Das Restaurant, in dem sich die befreundeten Abgeordneten regelmäßig zusammenfanden, lag etwas außerhalb am linken Seineufer; es führte auf der einen Seite in protziger Front zu einem belaubten Boulevard und duckte sich auf der anderen an die eng gedrängten Gässchen des Armeleuteviertels. In einem der Séparés, dem Hinterzimmer des »Panache d’Or«, ging es hoch her. Auf rustikal geschnitzten Konsolen türmten sich silbern geschnörkelte Austernplatten mit bizarren Meeresfrüchten, großen Krabben, Fischen und diverse Bratenplatten. An breiten, langen Tischen saßen die Verbündeten, Vergniaud und Chénier, Saint Just und Madame Thorin, sowie Hérault de Séchelles, der in Begleitung seiner Geliebten, Suzanne de Morancy, der durchgegangenen Frau eines Provinzadvokaten, erschienen war. Auch die anderen Mitglieder des Konvents erwärmten sich mit ihren Frauen schon an den ersten Gläsern guten Weines.
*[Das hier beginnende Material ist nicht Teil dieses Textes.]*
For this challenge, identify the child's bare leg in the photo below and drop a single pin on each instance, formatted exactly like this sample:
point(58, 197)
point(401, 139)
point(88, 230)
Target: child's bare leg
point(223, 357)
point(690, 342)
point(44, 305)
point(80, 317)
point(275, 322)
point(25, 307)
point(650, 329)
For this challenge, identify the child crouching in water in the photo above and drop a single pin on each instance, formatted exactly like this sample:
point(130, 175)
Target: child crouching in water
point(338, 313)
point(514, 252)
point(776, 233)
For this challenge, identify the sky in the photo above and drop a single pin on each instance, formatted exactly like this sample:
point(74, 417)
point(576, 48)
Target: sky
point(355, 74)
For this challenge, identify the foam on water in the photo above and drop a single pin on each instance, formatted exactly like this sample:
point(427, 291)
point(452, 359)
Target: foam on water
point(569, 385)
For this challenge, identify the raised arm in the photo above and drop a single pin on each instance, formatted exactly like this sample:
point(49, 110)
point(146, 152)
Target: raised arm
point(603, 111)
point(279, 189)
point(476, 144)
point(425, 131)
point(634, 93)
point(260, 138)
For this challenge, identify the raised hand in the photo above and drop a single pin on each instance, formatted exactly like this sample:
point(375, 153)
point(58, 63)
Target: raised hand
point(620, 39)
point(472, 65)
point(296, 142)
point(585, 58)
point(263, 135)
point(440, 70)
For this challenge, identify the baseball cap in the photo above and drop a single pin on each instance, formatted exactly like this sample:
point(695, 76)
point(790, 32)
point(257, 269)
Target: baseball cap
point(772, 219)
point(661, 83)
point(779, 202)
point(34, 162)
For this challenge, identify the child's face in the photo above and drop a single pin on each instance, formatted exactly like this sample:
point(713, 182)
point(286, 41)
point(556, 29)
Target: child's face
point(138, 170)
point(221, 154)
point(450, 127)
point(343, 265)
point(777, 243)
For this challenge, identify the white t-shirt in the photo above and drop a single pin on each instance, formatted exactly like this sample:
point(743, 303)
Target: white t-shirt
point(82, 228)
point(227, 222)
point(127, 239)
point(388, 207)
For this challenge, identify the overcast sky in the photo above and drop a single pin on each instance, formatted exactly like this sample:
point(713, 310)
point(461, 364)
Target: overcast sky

Als Amélie, das verweinte Gesicht sorgsam gepudert und die Augen mit kaltem Wasser gekühlt, mit Fabre das Lokal betrat, war man schon bei der Vorspeise, einer fein getrüffelten Gänseleberpastete, angelangt. Danton, an der Seite der zarten, unscheinbaren Louise, die bewundernd und ein wenig ängstlich zu ihm aufsah, hob sein Glas.
»Zu mir, mein Freund«, rief er mit dröhnender Stimme, »Platz für unseren Dichter! Fabre, du gehörst an meine Seite!«
Der Angesprochene nickte geschmeichelt und begrüßte Danton mit einem brüderlichen Kuss auf beide Wangen. Etwas unbeholfen bemühte sich der massige Mann, eine riesige Tartine mit einem Stück Pastete beiseitelegend, sich zu erheben und Amélie die Hand zu küssen. Einen kurzen Moment schoss ihr der Gedanke durch den Kopf, dass die Verfechter der Gleichheit und Tugend auch nicht gerade bei Wasser und Brot ihre Reden ausarbeiteten, in denen sie den Verzicht auf die Privilegien forderten.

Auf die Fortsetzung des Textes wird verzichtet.